Following a resurgence of violence in their communities over a land dispute, the Government of Nigeria’s Cross River state dethroned two traditional leaders.
The Nko and Oyadama monarchs were deposed, according to a spokeswoman for the governor of Cross River state, for failing to “rein in on their subjects.”
The state government condemned the attack on the army and ordered that those behind the shooting be fished out.The statement reads: “The ownership of the disputed land has been revoked and taken over by the state government for overriding public interest.

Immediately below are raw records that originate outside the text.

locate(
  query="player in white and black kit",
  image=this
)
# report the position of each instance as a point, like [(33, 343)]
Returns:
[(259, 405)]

“Additionally, government has ordered the sustenance of army operation in Nko community until those behind the shooting of the six military personnel are produced or fished out.”
Traditional leaders who were expelled from southern Nigeria have not yet made any public statements.
On Friday, the most recent wave of fighting between the two towns erupted, leaving vast tracts of farms and homes in ruins.
When troops were sent in to put an end to the violence, at least six soldiers were shot and injured, according to several neighbors.
At least two civilians were reported to have been killed and numerous others injured when the security forces retaliated by opening fire. Residents have complained about “heavy handed” security measures.
Despite the fact that traditional leaders in Nigeria are not recognised by the constitution, they are still held in high regard as the guardians of both religion and culture.
When there is a breakdown in law and order in their individual areas, the authorities frequently point the finger at them.